CREA releases latest stats, warns against further housing policy
It was a record-breaking month for Canadian real estate in March.

The association says home sales over its Multiple Listings Service system increased by 1.1 per cent in March to top the previous monthly record set in April 2016.

Sales were up on a month-over-month basis in more than half of the local markets measured, led by Greater Vancouver and the nearby Fraser Valley region in B.C. as well as London, Ont., St. Thomas, Ont. and Montreal.

Compared with a year ago, sales were up 6.6 per cent as gains in the Greater Toronto Area led the way.

“The current strength in national home sales mainly speaks to what’s going on in and around Toronto,” said CREA President Andrew Peck. “Elsewhere, sales either remain slow or well below previous heights.
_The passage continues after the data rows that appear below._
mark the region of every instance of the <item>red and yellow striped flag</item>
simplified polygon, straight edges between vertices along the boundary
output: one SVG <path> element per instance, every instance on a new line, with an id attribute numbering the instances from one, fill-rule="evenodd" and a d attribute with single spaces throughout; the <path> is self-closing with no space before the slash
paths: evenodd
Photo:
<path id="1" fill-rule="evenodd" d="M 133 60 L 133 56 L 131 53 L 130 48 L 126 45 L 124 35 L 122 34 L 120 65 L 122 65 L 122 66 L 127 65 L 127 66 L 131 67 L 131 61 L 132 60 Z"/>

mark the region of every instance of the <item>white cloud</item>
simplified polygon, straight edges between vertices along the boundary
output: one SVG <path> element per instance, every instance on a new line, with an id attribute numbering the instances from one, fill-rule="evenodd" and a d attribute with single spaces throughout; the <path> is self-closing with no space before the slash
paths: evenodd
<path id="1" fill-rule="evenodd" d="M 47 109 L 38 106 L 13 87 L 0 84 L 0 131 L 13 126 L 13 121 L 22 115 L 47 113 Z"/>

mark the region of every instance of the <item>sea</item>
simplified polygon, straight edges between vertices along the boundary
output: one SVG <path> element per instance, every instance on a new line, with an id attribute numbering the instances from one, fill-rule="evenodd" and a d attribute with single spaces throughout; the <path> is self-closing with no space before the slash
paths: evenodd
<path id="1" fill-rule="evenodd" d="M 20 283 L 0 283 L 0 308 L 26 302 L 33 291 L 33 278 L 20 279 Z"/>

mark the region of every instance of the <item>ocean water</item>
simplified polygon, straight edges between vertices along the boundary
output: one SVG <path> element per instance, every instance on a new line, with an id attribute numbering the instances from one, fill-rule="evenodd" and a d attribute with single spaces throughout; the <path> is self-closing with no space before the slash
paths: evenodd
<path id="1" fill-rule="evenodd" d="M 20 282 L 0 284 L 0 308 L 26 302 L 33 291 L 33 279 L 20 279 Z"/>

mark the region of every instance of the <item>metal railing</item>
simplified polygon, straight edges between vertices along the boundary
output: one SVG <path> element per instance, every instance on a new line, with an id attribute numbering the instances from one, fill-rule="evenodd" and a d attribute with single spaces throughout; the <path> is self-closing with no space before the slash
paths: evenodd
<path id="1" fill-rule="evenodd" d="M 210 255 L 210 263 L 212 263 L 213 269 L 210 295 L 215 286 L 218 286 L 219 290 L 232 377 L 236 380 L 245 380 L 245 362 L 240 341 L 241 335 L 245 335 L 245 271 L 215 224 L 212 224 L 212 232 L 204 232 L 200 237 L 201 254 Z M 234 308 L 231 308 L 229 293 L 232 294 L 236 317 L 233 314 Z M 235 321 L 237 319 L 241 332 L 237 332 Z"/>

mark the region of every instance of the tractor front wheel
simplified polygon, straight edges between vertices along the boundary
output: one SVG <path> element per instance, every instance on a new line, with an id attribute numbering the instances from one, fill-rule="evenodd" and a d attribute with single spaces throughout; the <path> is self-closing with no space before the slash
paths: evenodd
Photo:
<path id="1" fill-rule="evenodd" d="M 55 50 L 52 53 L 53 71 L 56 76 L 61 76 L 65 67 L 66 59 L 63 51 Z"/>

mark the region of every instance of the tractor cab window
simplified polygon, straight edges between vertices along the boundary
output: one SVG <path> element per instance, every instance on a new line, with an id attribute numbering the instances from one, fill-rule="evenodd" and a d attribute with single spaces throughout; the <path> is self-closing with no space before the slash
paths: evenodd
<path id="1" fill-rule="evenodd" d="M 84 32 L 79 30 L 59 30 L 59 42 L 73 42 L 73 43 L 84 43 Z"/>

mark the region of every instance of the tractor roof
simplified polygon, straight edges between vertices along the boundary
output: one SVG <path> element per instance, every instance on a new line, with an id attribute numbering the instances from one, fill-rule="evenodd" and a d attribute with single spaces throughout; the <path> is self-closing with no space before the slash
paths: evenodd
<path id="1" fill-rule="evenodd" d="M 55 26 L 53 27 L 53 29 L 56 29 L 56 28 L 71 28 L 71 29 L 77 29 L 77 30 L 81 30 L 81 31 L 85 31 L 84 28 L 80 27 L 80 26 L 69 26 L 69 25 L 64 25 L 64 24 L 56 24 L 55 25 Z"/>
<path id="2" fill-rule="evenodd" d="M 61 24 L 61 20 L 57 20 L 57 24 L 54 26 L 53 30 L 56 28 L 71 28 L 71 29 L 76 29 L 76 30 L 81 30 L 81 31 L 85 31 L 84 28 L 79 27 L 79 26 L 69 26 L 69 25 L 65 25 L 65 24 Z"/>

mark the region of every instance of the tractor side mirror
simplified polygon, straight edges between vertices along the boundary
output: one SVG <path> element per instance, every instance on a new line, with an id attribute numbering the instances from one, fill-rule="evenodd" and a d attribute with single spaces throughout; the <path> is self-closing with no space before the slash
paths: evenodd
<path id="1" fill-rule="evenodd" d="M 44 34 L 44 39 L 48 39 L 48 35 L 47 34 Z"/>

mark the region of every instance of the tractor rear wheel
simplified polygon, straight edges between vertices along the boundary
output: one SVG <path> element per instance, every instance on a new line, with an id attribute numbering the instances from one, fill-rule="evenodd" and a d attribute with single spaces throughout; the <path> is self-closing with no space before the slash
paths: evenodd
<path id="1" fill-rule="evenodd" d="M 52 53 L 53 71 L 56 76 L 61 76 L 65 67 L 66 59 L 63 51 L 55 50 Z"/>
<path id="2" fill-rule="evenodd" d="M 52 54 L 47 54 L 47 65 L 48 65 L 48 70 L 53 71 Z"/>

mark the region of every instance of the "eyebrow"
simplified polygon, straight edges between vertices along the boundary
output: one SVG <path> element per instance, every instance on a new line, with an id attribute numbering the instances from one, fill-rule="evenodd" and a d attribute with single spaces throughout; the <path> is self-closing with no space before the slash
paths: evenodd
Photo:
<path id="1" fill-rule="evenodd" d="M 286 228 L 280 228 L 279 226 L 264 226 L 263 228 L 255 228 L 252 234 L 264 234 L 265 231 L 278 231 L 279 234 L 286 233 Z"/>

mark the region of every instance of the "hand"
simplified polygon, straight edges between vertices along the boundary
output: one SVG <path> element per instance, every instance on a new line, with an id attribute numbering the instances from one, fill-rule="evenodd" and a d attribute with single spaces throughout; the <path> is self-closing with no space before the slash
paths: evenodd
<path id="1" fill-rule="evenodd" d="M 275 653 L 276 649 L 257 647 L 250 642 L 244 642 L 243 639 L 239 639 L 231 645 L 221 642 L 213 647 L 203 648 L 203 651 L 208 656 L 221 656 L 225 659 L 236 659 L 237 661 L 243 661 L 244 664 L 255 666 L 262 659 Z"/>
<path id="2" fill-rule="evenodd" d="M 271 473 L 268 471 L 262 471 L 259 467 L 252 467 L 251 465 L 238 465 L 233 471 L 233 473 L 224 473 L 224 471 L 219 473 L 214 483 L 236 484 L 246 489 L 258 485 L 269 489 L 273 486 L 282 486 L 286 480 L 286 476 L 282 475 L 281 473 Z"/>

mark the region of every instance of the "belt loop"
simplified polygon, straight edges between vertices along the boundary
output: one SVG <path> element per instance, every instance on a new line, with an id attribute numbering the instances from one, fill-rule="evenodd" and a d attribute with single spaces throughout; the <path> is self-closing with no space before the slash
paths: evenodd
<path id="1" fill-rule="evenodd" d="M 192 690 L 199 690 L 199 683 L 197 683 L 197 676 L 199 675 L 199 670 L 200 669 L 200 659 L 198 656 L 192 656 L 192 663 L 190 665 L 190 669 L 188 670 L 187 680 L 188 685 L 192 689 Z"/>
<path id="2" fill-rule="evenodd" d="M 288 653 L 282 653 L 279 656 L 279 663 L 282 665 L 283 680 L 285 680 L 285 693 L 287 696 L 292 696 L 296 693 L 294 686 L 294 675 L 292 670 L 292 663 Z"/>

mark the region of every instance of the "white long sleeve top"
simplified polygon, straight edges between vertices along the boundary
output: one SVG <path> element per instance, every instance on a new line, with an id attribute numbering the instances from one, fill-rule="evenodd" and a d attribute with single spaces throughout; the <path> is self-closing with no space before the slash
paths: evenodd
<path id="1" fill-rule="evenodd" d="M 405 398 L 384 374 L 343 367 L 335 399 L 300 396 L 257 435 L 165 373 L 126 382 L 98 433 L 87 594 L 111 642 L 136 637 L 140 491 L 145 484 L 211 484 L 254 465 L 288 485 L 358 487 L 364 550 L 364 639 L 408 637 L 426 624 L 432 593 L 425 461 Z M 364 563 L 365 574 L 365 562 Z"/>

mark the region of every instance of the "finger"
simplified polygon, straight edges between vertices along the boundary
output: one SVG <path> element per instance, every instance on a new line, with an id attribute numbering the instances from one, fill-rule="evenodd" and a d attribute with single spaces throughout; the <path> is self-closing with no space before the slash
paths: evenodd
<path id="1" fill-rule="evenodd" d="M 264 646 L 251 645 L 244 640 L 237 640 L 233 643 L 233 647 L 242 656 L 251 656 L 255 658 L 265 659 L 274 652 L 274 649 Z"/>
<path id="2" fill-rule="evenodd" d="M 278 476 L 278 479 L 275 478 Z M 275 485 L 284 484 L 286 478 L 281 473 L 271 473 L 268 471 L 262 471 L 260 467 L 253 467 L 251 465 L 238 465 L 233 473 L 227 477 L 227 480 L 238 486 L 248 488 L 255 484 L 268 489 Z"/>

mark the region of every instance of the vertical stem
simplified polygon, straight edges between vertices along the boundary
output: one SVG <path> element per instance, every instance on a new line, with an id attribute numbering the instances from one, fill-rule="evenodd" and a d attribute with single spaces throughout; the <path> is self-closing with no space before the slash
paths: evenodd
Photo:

All real estate is local, and REALTORS® remain your best source for information about sales and listings where you live or might like to in the future.”

The actual national average price for homes sold in March this year was $548,517, up 8.2 per cent from a year ago.

Excluding Greater Vancouver and Greater Toronto, the average price was $389,726.

With Toronto’s red hot housing market overshadowing the rest of the country, CREA took the opportunity to warn the government about the impact federal regulations – aimed at cooling Toronto’s market – could have on markets across the country.

“The latest Canadian housing market statistics suggest that the drum-tight housing market balance in Toronto and nearby cities stands in contrast to housing market trends elsewhere in Ontario and other provinces,” said Gregory Klump, CREA’s Chief Economist. “Because housing market balance varies by location, federal or provincial policy measures aimed at cooling demand in Toronto risk destabilizing housing markets elsewhere.”